Cushing’s syndrome may masquerade as PCOS. Those who have additional signs of Cushing’s syndrome, such as a moon facies, buffalo hump, abdominal striae, easy bruising, and proximal myopathy, should undergo screening with a 24-h urinary-free cortisol. In the work-up for anovulation, exclusion of prolactinoma should be performed. It is not uncommon to detect mild elevations in prolactin levels in PCOS patients. Thyroid-stimulating hormone (TSH) should be evaluated. LH, FSH , and estradiol levels should be obtained to exclude hypothalamic amenorrhea or premature ovarian failure.

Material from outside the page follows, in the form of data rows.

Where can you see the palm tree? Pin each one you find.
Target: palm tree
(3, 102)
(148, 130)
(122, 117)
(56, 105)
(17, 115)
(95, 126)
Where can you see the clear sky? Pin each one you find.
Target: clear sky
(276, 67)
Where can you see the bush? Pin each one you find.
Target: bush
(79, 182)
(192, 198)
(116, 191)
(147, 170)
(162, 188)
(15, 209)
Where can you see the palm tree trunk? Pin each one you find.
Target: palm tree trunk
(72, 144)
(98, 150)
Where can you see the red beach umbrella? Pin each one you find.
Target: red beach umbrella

The 2003 Rotterdam PCOS consensus group recommends a 2-h oral glucose tolerance test (OGTT) for obese PCOS patients and nonobese PCOS patients with risk factors for insulin resistance, such as family history of diabetes [2]. Defining insulin resistance is difficult, because the concept is nebulous with no universally accepted diagnostic strategy. The WHO defines insulin resistance as the lowest quartile of measures of insulin sensitivity. Women with PCOS are at significantly increased risk for impaired glucose tolerance and type 2 diabetes compared to age-, weight-, and ethnicity-matched controls [44]. If either the fasting glucose is 126 mg/dL or more, or the 2-h level is 200 mg/dL or more, diabetes is detected and should be confirmed with a repeat test. Impaired fasting glucose is defined as a glucose level between 100 and 126 mg/dL. Impaired glucose tolerance is defined as a 2-h glucose level between 140 and 200 mg/dL. It is also reasonable to obtain a fasting lipid profile in women suspected of having risk factors for cardiovascular disease. HgbA1C has been recently advocated as an accurate screening tool in evaluation of insulin resistance and diabetes in women with PCOS [45].